PW3 Cam timing

Status
Not open for further replies.
Joined
Dec 3, 2010
Messages
644
I have rebuilt my 1970 fastback and installed a PW3 cam The bike has been back on the road for about a month and I've covered about 250 miles. She starts and runs well and the exhaust note is crisp and raspy. Whilst I have only briefly taken the revs up to 5000 as part of my breaking in process, the acceleration is not that impressive. Lots of noise but not much go. I was expecting a marked improvement over the pre strip-down standard. (that was with a broken top ring on each piston and 0.012" wear on the bores and the original std cam) I was meticulous in setting the cam timing to achieve 0.145" lift at TDC as per the instruction sheet and that involved retarding the cam by 5 (crankshaft) degrees over the standard timing marks.
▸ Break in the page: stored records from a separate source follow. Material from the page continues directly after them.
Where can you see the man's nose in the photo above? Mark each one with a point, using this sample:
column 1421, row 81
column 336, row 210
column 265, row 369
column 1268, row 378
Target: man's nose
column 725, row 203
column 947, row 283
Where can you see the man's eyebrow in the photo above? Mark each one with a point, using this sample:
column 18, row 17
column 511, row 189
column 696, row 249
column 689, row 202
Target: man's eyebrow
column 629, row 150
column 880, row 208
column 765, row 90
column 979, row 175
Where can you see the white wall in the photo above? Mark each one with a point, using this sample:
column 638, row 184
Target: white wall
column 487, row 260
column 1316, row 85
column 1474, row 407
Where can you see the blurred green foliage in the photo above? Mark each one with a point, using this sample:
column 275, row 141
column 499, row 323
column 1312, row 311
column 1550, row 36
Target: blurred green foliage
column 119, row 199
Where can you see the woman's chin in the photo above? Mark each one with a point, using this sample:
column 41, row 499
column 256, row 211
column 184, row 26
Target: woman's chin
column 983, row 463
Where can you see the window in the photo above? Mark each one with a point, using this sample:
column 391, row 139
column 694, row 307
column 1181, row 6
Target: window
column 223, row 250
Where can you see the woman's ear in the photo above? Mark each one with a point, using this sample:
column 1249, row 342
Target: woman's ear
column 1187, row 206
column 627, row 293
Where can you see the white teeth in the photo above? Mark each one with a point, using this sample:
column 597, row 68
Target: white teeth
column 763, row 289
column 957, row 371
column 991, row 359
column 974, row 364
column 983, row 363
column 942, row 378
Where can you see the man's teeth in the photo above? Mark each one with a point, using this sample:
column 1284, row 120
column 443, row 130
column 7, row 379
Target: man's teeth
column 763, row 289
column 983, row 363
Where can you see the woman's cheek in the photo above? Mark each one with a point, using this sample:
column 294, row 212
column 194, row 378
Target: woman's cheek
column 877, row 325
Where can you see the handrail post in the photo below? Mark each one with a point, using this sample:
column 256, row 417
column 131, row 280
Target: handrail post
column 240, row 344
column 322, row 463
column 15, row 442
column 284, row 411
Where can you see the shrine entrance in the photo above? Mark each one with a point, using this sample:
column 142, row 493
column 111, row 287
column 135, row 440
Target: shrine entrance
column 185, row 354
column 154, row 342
With the std timing marks I had 0.165" lift at TDC i.e. cam is opening too early = advanced.

The $50,000 question is, should I advance the cam to standard timing mark settings to try and improve the performance? there is no kick in the pants as you open it up and that seems to echo what one of the UK NOC members says. There must be a good few members with PW3 cams fitted. I would appreciate any feedback on your experiences. The carbs are Jim Schmidt flatslides and are as fitted before the rebuild and were good then, Ignition is Boyer and set to 31degrees BTDC at 5000.
 
If you haven't run it in yet, its too early to judge ?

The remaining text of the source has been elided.